Quando eu vim ao mundo, fruto de um ato pleno de amor — ou sexo, pensem como quiser — meus pais resolveram me chamar de Serenity, pois disseram que para eles eu parecia transcender tudo que havia de bom dentro deles, e que eu era a serenidade que eles encontraram após muito tempo de procura. Mas essa tal serenidade deve ter sido sugada logo após meu nascimento, pois não me sinto disposta a acalmar ninguém, não me sinto como nenhum símbolo de tranquilidade. Acho que pelo contrário, serenidade é a maior qualidade que me falta.

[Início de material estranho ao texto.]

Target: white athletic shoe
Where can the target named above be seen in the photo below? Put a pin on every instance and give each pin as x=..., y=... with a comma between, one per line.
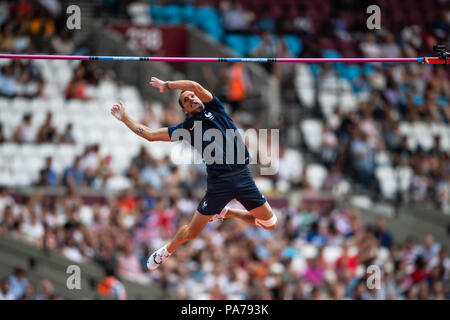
x=157, y=257
x=219, y=216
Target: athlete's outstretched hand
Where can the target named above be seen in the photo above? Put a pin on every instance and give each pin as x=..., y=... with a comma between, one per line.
x=118, y=111
x=155, y=82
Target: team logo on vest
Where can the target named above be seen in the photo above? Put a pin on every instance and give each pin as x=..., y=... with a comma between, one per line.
x=209, y=115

Estremeço de leve ao encostar a ponta dos pés no chão gelado, meias realmente seriam a melhor opção para acabar com esse problema que tenho todos os dias, mas francamente, me sinto desconfortável apenas de me imaginar dormindo com elas.

Mal acordei e já me dou ao luxo de querer me afundar na cama e nunca mais voltar, talvez por preguiça ou pelos sons irritantes dos carros, cachorros, buzinas, e civilização que invadem meu quarto pela janela juntamente com o brilho cegante dos raios de sol. Como já disse, serenidade está além de meus dons.

Coloco devagar meu uniforme, não que eu me importasse de ir de pijama de bolinhas mega fofo pra escola, mas parece que as regras dizem o contrário, calço também meu tênis que está no mínimo muito velho e desgastado com um quase buraco na sola. Pego meu celular, meus fones, e como sempre percebo o quão acolhedor é essa casa sem ninguém, o quão bem me sinto quando o ambiente transborda paz e é quieto como é minha casa de manhã. É acolhedor.

Caminhando em direção a escola, com os fones em seu volume máximo, observo as folhas alaranjadas caídas no chão, o céu nublado, o dia acinzentado, me perguntando quando será que vai começar a nevar. Pois consequentemente não terei aulas, e será uma ótima desculpa para poder ficar enfurnada no quarto, debaixo das mil cobertas que me enterrarão enquanto eu assisto algum seriado, ou leio algum livro tomando uma xícara de chocolate quente bem caprichada, afinal estamos no final de outono. Falando em neve, é uma pena para meu vizinho que nem sei o nome, é um nonagenário — Talvez não seja tudo isso, mas que o humor corresponde a essa idade — que provavelmente deve ter uma tara mal compreendida com tudo relacionado a flores e jardins, pois sempre que é visto do lado de fora é quando está embelezando o lado de fora da casa, que por sinal é sempre impecável e bem excêntrico para um simples jardim de uma simples rua. Neve para ele deve ser uma das sete pragas do Egito.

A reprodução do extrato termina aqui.